Panel: Dr. Lilian Chee, Dave Lim and Dr. Simone Shu-Yeng Chung. Moderator: Dr. Zdravko Trivic
The conversation responds to the themes set by the National University of Singapore, “The Screen as Surface, Site and Space”:
Screen-based devices have become an inexorable part of our everyday lives. They include (but are not limited to) apparatuses for cinematic entertainment, imaging, surveillance, social networking, creative expression, documentation, 3D modelling, real-time collaborations, and hosting immersive environments. They exist in many forms and sizes, from touchscreens on compact smart devices to building facades and infrastructure that serve as the canvas for massive media architecture projections in urban environments. Electronic visual displays proliferate in most industries: art and design, healthcare, IT, research and development. At the height of the COVID-19 global pandemic, screens acquired greater relevance, as the ‘window’ to online interactions, offering solace and immediacy remotely across geographical distances and time zones.
With the screen serving as the subject of discourse, we probe into its earliest developments informed by proto-cinematic forms of entertainment. One can trace the mechanisation of vision in the late nineteenth century that gave rise to a cinema of attractions and new technologies of seeing, in photography, actualité films, and opaque projections. Merging cinematic immersion with the haptic virtues of the screen, multi-screen artworks and interactive installations imbue new media with an environmental dimension, privileging a more mobile and embodied form of spectatorship. Meanwhile, the digital age introduced an unprecedented range of virtualities, expanding the lexicon of extended realities to encompass augmented reality, mixed reality and virtual worlds – all with varying degrees of interactivity and typically mediated through LCD screens and head-mounted displays.

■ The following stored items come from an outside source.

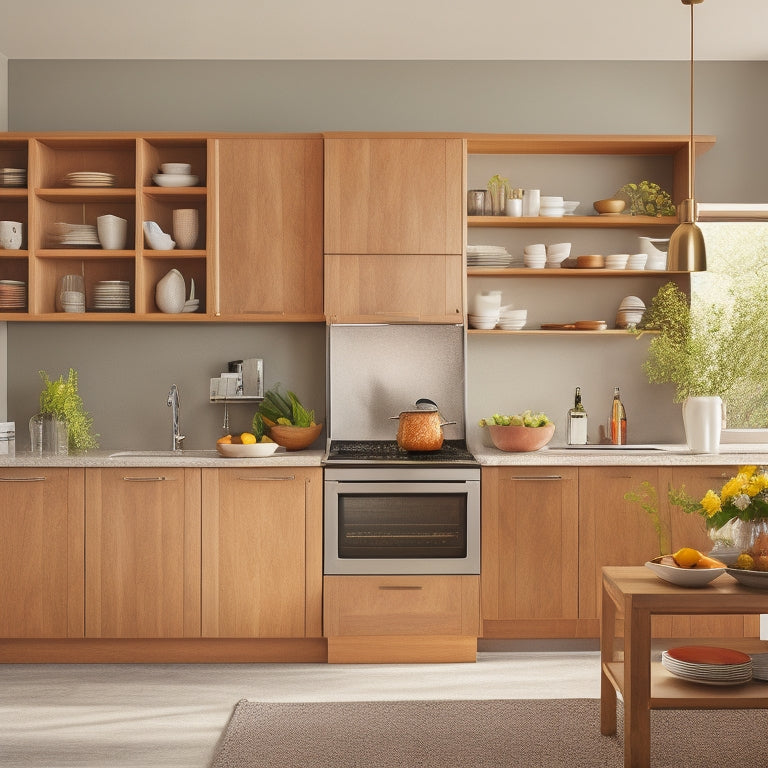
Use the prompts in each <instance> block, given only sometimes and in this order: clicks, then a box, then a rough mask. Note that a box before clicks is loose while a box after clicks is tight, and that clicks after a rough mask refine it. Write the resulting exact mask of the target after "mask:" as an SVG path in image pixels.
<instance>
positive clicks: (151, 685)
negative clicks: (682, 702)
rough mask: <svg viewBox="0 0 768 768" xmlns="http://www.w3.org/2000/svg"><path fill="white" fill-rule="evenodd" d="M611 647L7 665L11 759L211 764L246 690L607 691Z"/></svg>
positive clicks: (381, 696) (339, 690)
mask: <svg viewBox="0 0 768 768" xmlns="http://www.w3.org/2000/svg"><path fill="white" fill-rule="evenodd" d="M599 666H600V665H599V653H598V652H596V651H594V650H587V651H583V650H578V651H571V650H567V651H563V650H555V651H548V652H530V651H514V652H509V651H482V652H480V653H479V654H478V661H477V663H476V664H442V665H319V664H285V665H284V664H237V665H235V664H231V665H230V664H226V665H208V664H205V665H185V664H178V665H174V664H168V665H164V664H163V665H143V664H136V665H128V664H116V665H106V664H105V665H42V664H41V665H13V664H12V665H2V666H0V766H2V767H3V768H6V766H7V767H9V768H10V767H12V768H16V767H17V766H18V767H19V768H21V767H23V768H27V767H28V766H34V768H68V767H69V766H79V767H81V768H90V767H91V766H94V767H95V766H99V767H100V768H106V767H109V768H128V767H129V766H130V767H131V768H138V766H142V768H147V767H148V766H163V767H165V766H178V767H179V768H181V767H182V766H183V767H184V768H205V767H206V766H208V765H209V764H210V760H211V757H212V755H213V751H214V748H215V746H216V743H217V740H218V739H219V737H220V735H221V733H222V731H223V729H224V727H225V726H226V724H227V721H228V720H229V717H230V715H231V713H232V708H233V707H234V705H235V703H236V702H237V701H238V700H239V699H241V698H247V699H254V700H262V701H325V700H331V701H332V700H339V701H341V700H344V701H355V700H361V701H362V700H372V699H394V700H397V699H497V698H517V699H519V698H582V697H586V698H598V697H599Z"/></svg>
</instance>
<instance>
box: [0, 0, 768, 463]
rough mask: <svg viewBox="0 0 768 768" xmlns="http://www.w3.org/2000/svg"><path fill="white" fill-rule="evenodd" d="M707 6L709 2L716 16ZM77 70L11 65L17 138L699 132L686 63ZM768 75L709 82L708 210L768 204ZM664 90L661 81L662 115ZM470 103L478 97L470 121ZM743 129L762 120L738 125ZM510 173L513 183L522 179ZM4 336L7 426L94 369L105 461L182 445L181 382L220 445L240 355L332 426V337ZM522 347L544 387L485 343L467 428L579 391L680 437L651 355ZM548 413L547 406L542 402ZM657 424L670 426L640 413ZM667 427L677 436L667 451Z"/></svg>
mask: <svg viewBox="0 0 768 768" xmlns="http://www.w3.org/2000/svg"><path fill="white" fill-rule="evenodd" d="M707 8H708V6H707V5H706V4H705V5H704V6H703V9H704V10H705V11H706V10H707ZM665 15H666V11H665ZM702 15H703V14H702ZM684 27H685V20H683V21H682V22H681V24H680V30H681V32H682V35H683V37H682V38H681V40H683V42H681V44H680V45H679V46H678V47H679V48H680V51H679V56H674V58H677V59H681V60H682V59H684V57H685V53H686V52H685V49H684V39H683V38H684V35H685V29H684ZM703 37H704V33H703V32H701V38H703ZM701 38H700V39H701ZM675 50H676V49H675ZM105 58H108V57H105ZM665 58H666V57H665ZM670 58H671V56H670ZM67 59H69V56H66V57H65V56H63V55H62V56H61V60H50V61H47V60H44V59H33V58H31V57H30V58H25V56H24V55H23V54H22V55H20V56H15V57H13V58H11V59H10V60H9V61H8V62H7V69H8V97H9V98H8V104H9V106H8V115H7V118H8V120H7V124H8V128H9V129H10V130H29V131H43V130H58V129H67V130H74V129H77V130H121V129H136V130H209V129H210V130H239V131H279V132H283V131H315V130H323V131H326V130H340V131H345V130H392V131H416V130H427V131H451V130H454V131H489V132H497V131H500V130H504V131H507V130H510V131H514V132H520V133H527V132H531V133H537V132H562V133H594V134H605V133H672V134H680V133H684V132H685V129H686V126H687V123H686V118H687V101H686V94H687V79H686V78H687V71H686V67H685V65H684V63H683V61H675V62H672V61H624V62H622V63H621V65H620V66H609V65H606V63H605V62H601V61H590V60H581V61H570V62H569V63H568V64H567V66H566V65H564V64H563V63H562V62H560V63H559V64H558V63H557V62H553V61H544V62H541V61H514V60H513V61H492V62H489V61H486V62H483V61H467V62H457V61H453V62H451V61H432V62H425V61H421V62H418V61H414V62H398V61H389V62H384V61H368V62H355V63H354V64H353V63H351V62H346V63H345V62H343V61H338V60H337V61H330V60H328V61H323V62H300V61H293V62H282V63H277V62H274V61H273V62H263V61H262V62H253V61H239V62H232V61H229V62H223V61H210V62H207V61H188V62H184V63H183V64H179V63H178V62H169V61H162V60H158V61H145V62H142V61H120V60H110V61H102V62H100V63H99V65H98V66H96V65H95V64H94V63H93V62H88V61H87V60H67ZM765 66H766V65H765V62H764V61H749V62H745V61H741V62H739V61H733V60H728V61H724V62H715V61H702V62H701V64H700V66H699V67H698V69H697V71H698V74H699V80H698V91H697V105H698V111H697V129H698V131H699V132H702V133H711V134H713V135H715V136H716V137H717V144H716V147H715V149H713V150H712V151H711V152H709V153H707V154H706V155H704V156H702V157H701V159H700V162H699V163H698V164H697V172H698V176H697V190H698V197H699V198H700V199H701V200H706V201H718V200H739V201H744V202H760V201H761V200H762V199H763V185H762V173H760V172H757V169H758V168H759V166H760V163H759V162H756V159H759V158H762V156H763V145H762V136H761V133H762V130H761V126H762V125H764V124H765V114H764V113H761V112H760V110H761V109H762V110H764V109H765V106H764V104H762V103H761V102H760V101H759V100H757V99H754V98H753V95H754V94H755V93H760V92H761V88H762V87H763V85H762V84H763V82H764V75H765ZM648 82H652V83H654V84H655V86H654V88H653V104H652V105H649V103H648V99H649V96H648V94H647V88H646V86H647V83H648ZM478 83H482V88H478ZM660 83H664V87H661V85H659V84H660ZM224 84H226V85H224ZM286 90H288V91H290V92H291V93H293V94H295V97H294V98H293V99H291V101H290V103H286V100H285V99H284V98H283V93H284V92H285V91H286ZM606 91H610V92H611V94H612V97H611V100H610V101H606V100H604V98H603V94H604V93H605V92H606ZM93 93H98V94H99V98H98V99H97V100H93V99H90V98H87V97H88V95H89V94H93ZM456 93H460V94H461V95H462V104H461V109H458V110H457V108H456V106H457V104H456ZM233 94H236V95H233ZM532 94H535V103H536V108H535V109H531V108H530V107H527V108H526V109H525V110H521V109H519V105H521V104H531V103H532V101H533V100H534V99H533V97H532ZM585 103H586V104H589V105H590V108H589V109H588V110H585V109H584V108H583V105H584V104H585ZM203 104H204V105H205V107H204V108H203V107H202V106H201V105H203ZM297 104H300V105H302V107H301V108H297V107H296V106H295V105H297ZM52 105H55V107H54V106H52ZM734 115H745V116H746V117H745V118H744V119H740V120H734V119H733V116H734ZM498 170H499V171H503V172H505V173H507V174H508V175H509V176H510V177H512V178H514V176H515V171H516V169H515V167H514V166H511V167H509V168H504V169H501V168H500V169H498ZM494 172H495V171H494ZM612 191H613V190H608V191H607V193H610V192H612ZM576 199H584V198H581V197H578V198H576ZM594 199H597V197H595V198H594ZM5 333H6V334H7V365H8V372H7V399H8V412H7V415H8V418H9V419H12V418H15V419H16V421H17V423H19V422H23V419H24V418H25V417H27V416H29V415H31V414H32V413H34V412H35V411H36V410H37V402H36V397H37V393H38V391H39V379H38V376H37V371H38V370H41V369H43V370H48V371H49V372H51V373H52V374H57V373H58V372H60V371H66V370H67V368H68V367H70V366H71V367H74V368H76V369H77V370H78V371H79V372H80V377H81V378H80V381H81V392H82V395H83V398H84V400H85V402H86V404H87V406H88V408H89V410H91V412H92V414H93V415H94V417H95V420H96V431H98V432H99V433H100V435H101V441H102V444H103V445H104V446H105V447H114V448H122V447H134V446H137V445H142V446H144V445H146V446H147V447H155V448H164V447H165V446H166V444H167V439H168V414H167V410H168V409H167V408H166V406H165V396H166V393H167V390H168V387H169V385H170V384H171V383H173V382H175V383H177V384H178V385H179V388H180V390H181V392H182V403H183V405H182V420H183V429H184V431H185V433H186V434H187V437H188V443H187V445H188V447H205V446H207V445H209V444H210V442H211V439H212V436H216V435H218V434H219V433H220V426H221V412H220V410H219V409H218V408H217V407H216V406H214V405H211V404H209V403H208V401H207V383H208V380H209V377H211V376H214V375H217V373H218V372H219V371H220V370H221V366H222V364H224V363H225V362H226V361H227V360H232V359H237V358H242V357H250V356H257V357H263V358H264V359H265V372H266V373H265V375H266V376H267V381H268V382H276V381H284V382H289V383H290V385H291V387H293V388H294V389H295V390H296V391H297V392H299V393H301V395H302V400H303V401H304V402H306V403H307V404H309V405H311V406H312V407H314V408H315V409H316V411H317V412H318V414H319V416H320V418H321V419H323V417H324V415H325V414H324V407H325V401H326V392H325V370H324V366H325V353H324V346H325V327H324V325H323V324H322V323H316V324H309V325H293V324H279V323H278V324H274V325H266V324H256V325H250V324H248V325H245V324H242V325H241V324H230V325H227V326H225V327H217V326H213V325H210V326H209V325H203V324H196V325H195V326H194V329H193V330H192V329H188V328H186V327H181V326H177V325H175V324H171V323H165V324H162V326H160V327H157V326H153V325H145V324H121V323H118V324H110V325H106V324H104V325H100V324H87V325H86V324H81V325H78V324H63V323H62V324H59V323H56V324H54V323H11V324H8V326H7V328H6V329H5ZM476 342H477V343H476ZM518 343H519V344H520V345H521V348H522V352H521V355H520V356H521V357H523V358H524V359H526V360H529V359H530V360H531V361H532V362H529V363H527V364H526V366H525V368H526V370H527V369H530V368H533V369H535V370H536V376H535V377H530V378H529V377H527V376H526V377H522V376H521V375H520V368H521V366H520V365H519V362H518V361H517V359H515V358H516V357H517V356H516V355H515V356H514V357H513V356H512V355H507V354H505V353H506V348H505V347H503V346H501V345H503V344H505V342H504V341H500V340H498V339H485V338H482V337H480V338H473V339H471V340H470V344H469V345H468V360H467V368H468V381H467V393H468V408H467V424H469V425H474V424H475V423H476V421H477V420H478V419H479V418H480V417H483V416H488V415H489V413H488V409H489V408H491V409H492V410H503V409H507V410H510V411H511V410H519V409H522V408H526V407H532V408H534V409H542V410H545V411H547V412H549V413H550V415H551V416H552V418H553V419H555V420H556V421H558V423H562V419H563V418H564V414H565V411H566V410H567V408H568V407H569V406H570V405H571V400H572V393H573V389H574V387H575V386H577V385H579V386H581V387H582V391H583V392H584V397H585V404H586V406H587V409H588V410H589V412H590V414H592V415H593V416H594V420H595V423H596V424H597V423H599V422H600V420H601V419H603V418H605V416H607V411H608V407H609V405H610V397H611V394H612V391H613V387H614V386H615V385H617V384H618V385H620V386H621V387H622V393H623V395H624V398H625V401H626V404H627V408H628V411H629V419H630V424H631V427H630V429H636V430H641V429H643V430H646V429H647V432H645V433H643V432H635V433H634V434H633V437H632V439H633V440H642V441H645V440H651V439H660V438H661V437H666V438H667V439H669V440H670V441H674V440H676V439H679V438H680V436H681V434H682V422H681V419H680V416H679V409H678V408H677V407H676V406H673V405H672V403H671V397H670V396H669V392H668V391H667V392H665V388H663V387H661V388H660V387H652V386H651V385H648V384H646V383H645V382H644V380H643V378H642V376H641V374H640V372H639V366H640V362H641V360H642V358H643V354H642V352H641V351H640V350H639V349H635V348H633V347H632V346H631V345H627V344H624V345H621V346H620V347H619V345H618V344H617V343H615V342H612V343H611V345H610V348H608V349H602V348H601V349H599V350H598V349H596V348H588V352H586V353H585V351H584V346H582V345H576V344H574V343H573V342H572V341H570V340H562V339H552V340H551V341H550V342H549V348H548V349H547V350H545V351H544V352H543V353H542V349H541V346H542V345H541V343H540V342H539V341H538V340H534V339H533V338H527V339H521V340H520V342H518ZM614 347H619V348H618V349H616V348H614ZM585 358H586V360H585ZM587 361H588V362H587ZM563 370H565V371H573V377H572V378H569V377H565V376H563V375H562V371H563ZM606 371H610V372H611V373H610V374H606ZM614 371H615V373H614ZM489 372H491V373H492V375H491V374H489ZM542 382H544V383H545V385H546V388H545V389H544V390H543V392H542V386H541V384H542ZM540 393H541V394H540ZM539 397H541V398H542V399H543V402H539ZM534 398H536V400H537V402H531V401H532V400H533V399H534ZM116 404H117V405H118V407H116ZM242 407H243V406H241V408H242ZM233 411H234V409H233ZM648 412H651V413H652V414H653V417H654V419H656V420H657V421H656V422H655V423H654V421H653V420H651V421H648V420H646V419H645V418H644V417H640V416H638V415H637V414H646V413H648ZM126 413H127V414H130V417H129V418H126V417H125V414H126ZM603 414H605V415H603ZM448 416H450V414H448ZM249 417H250V411H247V410H246V411H245V412H242V411H239V412H237V413H233V419H236V420H237V421H236V423H238V424H241V425H243V424H247V423H248V421H249ZM635 425H636V426H635ZM664 425H668V427H666V428H667V429H668V430H669V432H668V434H667V435H661V436H660V435H658V432H659V430H660V428H661V427H663V426H664Z"/></svg>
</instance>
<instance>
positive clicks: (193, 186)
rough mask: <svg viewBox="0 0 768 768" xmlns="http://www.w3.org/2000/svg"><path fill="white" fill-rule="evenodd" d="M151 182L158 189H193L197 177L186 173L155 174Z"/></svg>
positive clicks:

What is evident when exploring these optical histories is the primacy of space for the structuring of experience, and how spatial ontology is continuously redefined by milestones in screen technology development. By reflecting on historical precedents, how might this further enrich our understanding of the materiality of screen as media?
Dr. Lilian Chee
Lilian Chee’s research connects embodied experience and affective evidence with architectural representation, affect theory, feminist politics, and creative practice methods. Her award-winning film collaboration 03-FLATS (2014) has screened in 16 major cities. Current publications include Architecture and Affect (forthcoming), Art in Public Space (2022) and Remote Practices (2022). She co-directed a short film Objects for Thriving (2022) studying elderly occupants and their spaces through domestic objects. She leads a Social Sciences Research Council funded project examining work-in-the-home practices and the relational transformation of public and domestic spaces.
Dave Lim
Dave Lim (b. 1994, Singapore) is a visual artist and filmmaker. Coming from a documentary and research background, his work reflects upon the the distinct individualistic responses to larger forces of power such as urbanity and spirituality. He works frequently with DASSAD and MPEG, two art collectives based in Singapore. His work has won multiple awards such as the National Youth Film Awards (2020), NTU Global Digital Art Prize (2019) and the Objectifs Documentary Award (2019).
Dr. Simone Shu-Yeng Chung
Simone Shu-Yeng Chung is Assistant Professor at the Department of Architecture, National University of Singapore. She holds a Ph.D. in Architecture and M.Phil. in Screen Media and Cultures from the University of Cambridge. After completing her studies at the Bartlett School of Architecture and the Architectural Association, she practiced as a chartered architect in London. Simone was a Rome Scholar in Architecture and Urban Design, Japan Foundation Asia Center Fellow in 2019, and the 2020 CCA Research Fellow in Architecture. Her research interests reside in the synergistic potential offered by the moving image medium to architecture and urban studies, and issues pertaining to contemporary culture, collaborative contemporary practices and intangible heritage in Asia. She co-edited, with Mike Douglass, The Hard State, Soft City of Singapore (2020, Amsterdam University Press), and recently served as curator for the Singapore Pavilion at the 17th Venice Biennale International Architecture Exhibition (2021).